According to Omar Lugo, a former Alamance County Republican party chair, Republicans continue to fail to overcome the challenges of both Trump and the Republican Party’s reputation because effective communication keeps being disrupted.

“It’s no conspiracy theory that Hispanics are conservative by nature, meaning we’re family oriented, we’re education driven, [and we’re] business driven,” Lugo said. Yet, according to Lugo when Republicans are approached by Hispanics, they often neglect to hear them and instead respond in ways that “make us [Republicans] sound ignorant.”

Lugo gave an example of one conversation he personally had with an unnamed state senator who, after thanking him for a bill that would help his own homeschooled children, asked Lugo whether his children were in the country legally.

“It was like a cold shower . . . I mean, what does this even have to do with your immigration status?” Lugo said. “At the end of the day, all these people crossing the border at some point, the majority of them are going to become voters.
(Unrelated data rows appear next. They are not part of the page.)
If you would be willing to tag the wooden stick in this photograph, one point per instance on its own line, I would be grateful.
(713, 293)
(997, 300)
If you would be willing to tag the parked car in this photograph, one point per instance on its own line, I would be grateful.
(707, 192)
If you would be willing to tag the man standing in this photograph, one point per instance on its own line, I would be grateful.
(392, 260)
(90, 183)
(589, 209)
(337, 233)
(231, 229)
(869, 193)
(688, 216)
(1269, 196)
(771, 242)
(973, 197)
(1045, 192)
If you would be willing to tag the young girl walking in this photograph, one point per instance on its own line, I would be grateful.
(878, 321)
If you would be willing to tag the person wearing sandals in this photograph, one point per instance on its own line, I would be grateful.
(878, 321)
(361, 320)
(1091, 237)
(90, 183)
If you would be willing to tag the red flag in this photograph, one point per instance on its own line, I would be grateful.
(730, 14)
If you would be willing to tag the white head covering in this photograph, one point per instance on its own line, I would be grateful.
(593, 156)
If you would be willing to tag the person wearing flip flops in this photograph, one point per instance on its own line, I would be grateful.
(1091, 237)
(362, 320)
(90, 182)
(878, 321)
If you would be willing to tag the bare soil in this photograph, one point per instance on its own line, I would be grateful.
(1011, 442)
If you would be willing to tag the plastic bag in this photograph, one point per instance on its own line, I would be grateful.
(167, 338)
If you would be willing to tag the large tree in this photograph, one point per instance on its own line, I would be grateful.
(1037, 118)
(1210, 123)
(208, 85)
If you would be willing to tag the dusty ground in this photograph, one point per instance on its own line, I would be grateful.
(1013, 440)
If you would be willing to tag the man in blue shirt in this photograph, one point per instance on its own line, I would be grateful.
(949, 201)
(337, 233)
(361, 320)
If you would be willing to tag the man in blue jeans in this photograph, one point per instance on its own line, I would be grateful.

If we want to talk about that, we can, but that’s just the response that I got. That’s the reason that many of us don’t want to talk to Republicans.” 

Eduardo Andrade, Chairman of the RNHA, says that while there are isolated incidents like Lugo’s, most Republicans are not out of touch with Hispanic voters.

“I think that’s patently false because I speak and work with legislators all over the state and they reach out to me at county parties nonstop to go across the state to talk to GOP elected officials,” said Andrade. “Obviously there are some misconceptions and some ignorance with some folks, [but] I think that for the most part folks are wide open to Latinos knowing that they are more conservative and Republican than they are liberal or Democrat.”

Offering amnesty, according to Andrade, would contradict the republican party’s values as a “law-abiding party.”

“We can create immigration reform and policy that makes it easier to get a visa [or to] get a green card to actually go about it in a legal way ,” he said. “But I’m not going to ever be in favor of amnesty because that is rewarding illegal behavior.”